The best of ICML 2022 – Paper reviews (part 3)
This article is one of a series of paper reviews from our researchers and machine learning engineers – view more
Last month, G-Research were Diamond sponsors at ICML, hosted this year in Baltimore, US.
As well as having a stand and team in attendance, a number of our quantitative researchers and machine learning engineers attended as part of their ongoing learning and development.
We asked our quants and machine learning practitioners to write about some of the papers and research that they found most interesting.
Here, Angus L, Machine Learning Engineer at G-Research, discusses three papers.
Tri Dao, Daniel Y. Fu, Stefano Ermon, Atri Rudra, Christopher Ré
Attention mechanisms have been responsible for many of the incredible strides made by deep learning models in recent years, but their need to materialise a square matrix with dimensions equal to the length of the input context results in quadratic costs in both memory and time, making them prohibitively expensive for long context lengths.
Much recent work has focused on alleviating this problem via approximate self-attention mechanisms, which explicitly trade-off computational complexity for model quality. In contrast, FlashAttention is a highly efficient exact attention mechanism, using IO-awareness to greatly optimise the performance of the computation on GPUs.
By tiling the input tensors into smaller blocks, the attention computation can be completed entirely in a single fused kernel from fast GPU on-chip SRAM, without requiring multiple reads and writes to comparatively slow high-bandwidth memory (HBM). By additionally re-computing the attention on-chip during the backward pass (which remains faster than reading from HBM!), the intermediate activations do not have to be stored on the GPU, resulting in substantial memory savings.
The authors report a 2-4x speedup and 5-20x memory reduction when compared to existing attention implementations, opening the door for the training of attention-based models on much larger context sizes.
Utku Evci, Vincent Dumoulin, Hugo Larochelle, Michael C Mozer
Transfer learning is the task of taking a machine learning model trained on a particular source domain and adapting it to perform well in a separate target domain, particularly when data is much more abundant in the former.
The hope is that the intermediate representations learnt by the model in order to perform well in the source domain will transfer to the target domain, allowing it to generalise effectively to the new task with minimal additional training and data.
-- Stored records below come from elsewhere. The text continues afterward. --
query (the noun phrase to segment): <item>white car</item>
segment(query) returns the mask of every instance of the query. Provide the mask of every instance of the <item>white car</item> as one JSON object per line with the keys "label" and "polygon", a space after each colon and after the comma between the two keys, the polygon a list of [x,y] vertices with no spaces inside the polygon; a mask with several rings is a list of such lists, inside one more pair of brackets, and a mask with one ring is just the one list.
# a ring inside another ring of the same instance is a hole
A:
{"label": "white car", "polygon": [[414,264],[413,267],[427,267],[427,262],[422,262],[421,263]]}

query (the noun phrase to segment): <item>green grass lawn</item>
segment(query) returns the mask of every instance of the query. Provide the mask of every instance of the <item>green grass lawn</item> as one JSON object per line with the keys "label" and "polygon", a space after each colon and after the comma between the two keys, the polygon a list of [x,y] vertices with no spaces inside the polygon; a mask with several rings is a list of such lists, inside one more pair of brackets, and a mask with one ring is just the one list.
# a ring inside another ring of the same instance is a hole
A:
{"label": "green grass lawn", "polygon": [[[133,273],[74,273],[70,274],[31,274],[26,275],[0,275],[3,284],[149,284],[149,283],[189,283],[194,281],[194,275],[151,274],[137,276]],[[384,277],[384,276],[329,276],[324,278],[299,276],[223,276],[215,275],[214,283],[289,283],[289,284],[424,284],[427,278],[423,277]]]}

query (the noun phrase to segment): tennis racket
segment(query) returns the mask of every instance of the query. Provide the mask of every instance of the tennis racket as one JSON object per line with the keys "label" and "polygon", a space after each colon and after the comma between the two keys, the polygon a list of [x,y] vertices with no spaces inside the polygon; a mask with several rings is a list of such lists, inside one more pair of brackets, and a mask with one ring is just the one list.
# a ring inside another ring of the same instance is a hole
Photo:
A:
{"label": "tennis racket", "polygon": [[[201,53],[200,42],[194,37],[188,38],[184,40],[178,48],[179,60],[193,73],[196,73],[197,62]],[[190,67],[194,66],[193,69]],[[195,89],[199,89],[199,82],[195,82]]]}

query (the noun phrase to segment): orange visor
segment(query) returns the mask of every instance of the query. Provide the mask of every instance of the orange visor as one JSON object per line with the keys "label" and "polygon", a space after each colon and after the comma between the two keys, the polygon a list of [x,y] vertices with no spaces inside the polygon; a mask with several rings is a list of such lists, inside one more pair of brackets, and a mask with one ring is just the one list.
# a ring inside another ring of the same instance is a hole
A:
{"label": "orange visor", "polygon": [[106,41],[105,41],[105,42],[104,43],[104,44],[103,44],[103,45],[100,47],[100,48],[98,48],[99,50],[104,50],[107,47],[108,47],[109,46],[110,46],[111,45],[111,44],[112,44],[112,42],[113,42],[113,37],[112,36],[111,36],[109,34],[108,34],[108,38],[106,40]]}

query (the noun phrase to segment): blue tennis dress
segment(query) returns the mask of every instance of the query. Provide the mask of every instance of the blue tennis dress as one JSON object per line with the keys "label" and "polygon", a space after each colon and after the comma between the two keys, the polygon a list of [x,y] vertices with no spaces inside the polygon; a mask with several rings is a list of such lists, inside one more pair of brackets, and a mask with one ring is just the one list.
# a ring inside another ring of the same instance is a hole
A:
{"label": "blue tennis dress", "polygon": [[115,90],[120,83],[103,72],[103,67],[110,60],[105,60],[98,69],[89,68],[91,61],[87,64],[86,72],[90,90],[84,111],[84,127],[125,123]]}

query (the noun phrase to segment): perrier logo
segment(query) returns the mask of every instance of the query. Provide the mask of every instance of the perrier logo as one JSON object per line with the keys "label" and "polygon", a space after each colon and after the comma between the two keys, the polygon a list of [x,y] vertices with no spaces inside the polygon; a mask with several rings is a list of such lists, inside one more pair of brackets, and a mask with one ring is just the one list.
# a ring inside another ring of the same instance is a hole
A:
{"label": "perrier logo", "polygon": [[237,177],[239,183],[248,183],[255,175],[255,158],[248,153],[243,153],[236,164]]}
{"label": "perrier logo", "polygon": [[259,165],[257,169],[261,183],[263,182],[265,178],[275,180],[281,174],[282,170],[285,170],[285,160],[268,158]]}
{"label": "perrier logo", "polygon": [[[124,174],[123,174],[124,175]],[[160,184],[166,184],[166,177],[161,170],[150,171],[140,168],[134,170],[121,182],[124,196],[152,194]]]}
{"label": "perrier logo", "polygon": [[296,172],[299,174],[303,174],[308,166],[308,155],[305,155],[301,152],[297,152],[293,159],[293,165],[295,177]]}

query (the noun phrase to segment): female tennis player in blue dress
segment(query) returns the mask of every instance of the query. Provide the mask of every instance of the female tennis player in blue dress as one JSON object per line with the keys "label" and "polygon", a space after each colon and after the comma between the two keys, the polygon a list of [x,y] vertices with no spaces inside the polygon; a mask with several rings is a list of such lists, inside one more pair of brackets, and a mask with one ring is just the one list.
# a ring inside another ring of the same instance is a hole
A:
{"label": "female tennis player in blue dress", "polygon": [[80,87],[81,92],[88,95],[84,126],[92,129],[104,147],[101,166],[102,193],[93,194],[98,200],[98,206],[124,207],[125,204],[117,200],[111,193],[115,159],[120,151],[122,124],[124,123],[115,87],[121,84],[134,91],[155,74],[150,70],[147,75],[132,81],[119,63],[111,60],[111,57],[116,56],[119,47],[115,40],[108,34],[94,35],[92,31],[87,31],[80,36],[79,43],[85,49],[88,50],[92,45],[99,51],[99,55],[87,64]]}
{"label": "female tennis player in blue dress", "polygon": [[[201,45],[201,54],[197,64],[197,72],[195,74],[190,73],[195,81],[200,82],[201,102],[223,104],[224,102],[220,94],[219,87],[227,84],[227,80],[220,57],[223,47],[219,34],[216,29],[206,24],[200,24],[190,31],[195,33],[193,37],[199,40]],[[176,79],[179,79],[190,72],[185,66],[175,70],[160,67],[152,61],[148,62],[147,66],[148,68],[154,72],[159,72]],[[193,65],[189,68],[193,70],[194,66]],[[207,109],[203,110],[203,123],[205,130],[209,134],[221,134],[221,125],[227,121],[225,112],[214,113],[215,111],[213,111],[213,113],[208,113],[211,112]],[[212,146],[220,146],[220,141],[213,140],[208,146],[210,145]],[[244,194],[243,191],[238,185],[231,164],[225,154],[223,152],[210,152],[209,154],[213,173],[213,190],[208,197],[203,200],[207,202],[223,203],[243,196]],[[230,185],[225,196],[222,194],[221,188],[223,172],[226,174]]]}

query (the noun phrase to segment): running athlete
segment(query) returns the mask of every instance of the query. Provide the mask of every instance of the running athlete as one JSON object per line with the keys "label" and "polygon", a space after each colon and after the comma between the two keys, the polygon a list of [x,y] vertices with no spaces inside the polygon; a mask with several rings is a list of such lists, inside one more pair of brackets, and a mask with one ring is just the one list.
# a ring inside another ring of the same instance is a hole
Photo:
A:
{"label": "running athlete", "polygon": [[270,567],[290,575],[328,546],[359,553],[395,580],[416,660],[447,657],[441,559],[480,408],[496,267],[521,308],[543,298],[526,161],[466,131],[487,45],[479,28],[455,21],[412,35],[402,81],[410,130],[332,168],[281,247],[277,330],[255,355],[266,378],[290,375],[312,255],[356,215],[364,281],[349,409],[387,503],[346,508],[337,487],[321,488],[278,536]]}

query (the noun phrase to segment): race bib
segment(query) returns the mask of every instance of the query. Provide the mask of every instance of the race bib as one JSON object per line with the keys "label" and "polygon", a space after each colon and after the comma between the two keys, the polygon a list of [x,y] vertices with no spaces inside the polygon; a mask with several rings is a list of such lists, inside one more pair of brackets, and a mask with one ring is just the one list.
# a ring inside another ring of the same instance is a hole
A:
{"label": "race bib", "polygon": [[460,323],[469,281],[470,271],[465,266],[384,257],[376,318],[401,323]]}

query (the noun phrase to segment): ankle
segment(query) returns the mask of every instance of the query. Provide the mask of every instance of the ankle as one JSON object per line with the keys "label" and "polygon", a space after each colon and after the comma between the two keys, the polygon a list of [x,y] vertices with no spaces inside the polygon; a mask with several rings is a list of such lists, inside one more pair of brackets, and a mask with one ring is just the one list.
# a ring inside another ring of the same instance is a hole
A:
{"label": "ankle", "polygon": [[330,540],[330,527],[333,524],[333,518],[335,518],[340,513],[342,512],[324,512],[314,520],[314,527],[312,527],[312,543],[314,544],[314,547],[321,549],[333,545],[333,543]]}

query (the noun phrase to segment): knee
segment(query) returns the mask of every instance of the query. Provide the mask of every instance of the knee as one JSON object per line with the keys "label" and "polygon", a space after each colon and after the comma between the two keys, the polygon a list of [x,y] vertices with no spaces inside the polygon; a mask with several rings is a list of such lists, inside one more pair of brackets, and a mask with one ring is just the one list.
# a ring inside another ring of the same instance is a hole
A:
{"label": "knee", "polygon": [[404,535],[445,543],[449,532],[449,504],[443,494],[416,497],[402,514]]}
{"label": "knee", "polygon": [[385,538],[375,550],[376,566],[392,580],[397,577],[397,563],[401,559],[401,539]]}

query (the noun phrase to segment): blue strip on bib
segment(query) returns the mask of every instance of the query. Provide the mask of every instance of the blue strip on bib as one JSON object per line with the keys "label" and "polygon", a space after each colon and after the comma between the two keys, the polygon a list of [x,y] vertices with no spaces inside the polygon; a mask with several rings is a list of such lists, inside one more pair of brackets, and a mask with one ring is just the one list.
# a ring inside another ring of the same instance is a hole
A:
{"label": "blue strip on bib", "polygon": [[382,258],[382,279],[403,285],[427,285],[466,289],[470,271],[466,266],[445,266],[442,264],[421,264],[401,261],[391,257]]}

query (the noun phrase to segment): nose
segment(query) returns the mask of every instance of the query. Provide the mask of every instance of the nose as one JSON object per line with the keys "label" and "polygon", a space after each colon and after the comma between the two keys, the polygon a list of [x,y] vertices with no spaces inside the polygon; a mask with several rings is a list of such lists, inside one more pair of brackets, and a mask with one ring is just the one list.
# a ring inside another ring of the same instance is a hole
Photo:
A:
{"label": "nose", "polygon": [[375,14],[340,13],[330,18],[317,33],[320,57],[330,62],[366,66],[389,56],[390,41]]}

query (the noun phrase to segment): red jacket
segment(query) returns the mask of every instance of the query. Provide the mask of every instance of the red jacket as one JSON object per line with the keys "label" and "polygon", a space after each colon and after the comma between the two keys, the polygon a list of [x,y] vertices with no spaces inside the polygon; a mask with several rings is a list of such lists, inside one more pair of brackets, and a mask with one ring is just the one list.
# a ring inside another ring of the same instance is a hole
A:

For instance, a model trained to detect cats may not require much modification in order to successfully detect dogs, since visually they have many features in common.
Two common approaches for classification task transfer learning with deep neural networks are:
- linear probing – where the trained model weights are frozen and a new final classification layer is trained for the target domain
- fine-tuning – where all of the model parameters are further trained in the target domain
Fine-tuning can achieve greater accuracy at the cost of a much more computation, but Head2Toe achieves the best of both worlds. On the VTAB benchmark for visual transfer learning, it attains classification performance on-par with (and even exceeding) that of fine-tuning, with a reduction in both training and storage costs in excess of 100x.
Head2Toe achieves this by training a new classification head on features selected from all layers of the source model (with no fine-tuning!), using group-lasso regularisation to learn a sparse linear layer that selects the most relevant features for the source domain.
I’m particularly excited to see how well this approach generalises beyond image classification settings.
Zhuang Wang, Zhaozhuo Xu, Xinyu Wu, Anshumali Shrivastava, T. S. Eugene Ng
In data-parallel distributed training of neural networks, gradients are computed on separate mini-batches of data across multiple GPUs and then combined across all GPUs via an all-reduce operation. Since the size of these gradients is proportional to the number of parameters in the model, communicating these gradients becomes increasingly expensive as models grow ever larger.
To alleviate this, gradient compression schemes seek to reduce the size of these communicated gradients while adding as little computational overhead as possible.
DRAGONN is one such scheme, which utilises a hashing-based compression algorithm which builds on Deep Gradient Compression (DGC). In DGC, only gradient elements greater than some threshold are communicated to the other GPUs – even in the most efficient GPU implementations, this requires multiple scans of the tensor in order to create a Boolean mask of elements above the threshold and extract their corresponding indices.
DRAGONN instead implements a hashing scheme where, if a gradient element is greater than or equal to some threshold, its index is mapped into some fixed integer range, which is used to compute an offset for a pre-allocated memory location into which the gradient value is written.
While this introduces some additional noise due to hash collisions, this approach greatly reduces the compression cost incurred relative to DGC, which in turn accelerates training times to model convergence by up to 3.5x vs. DGC.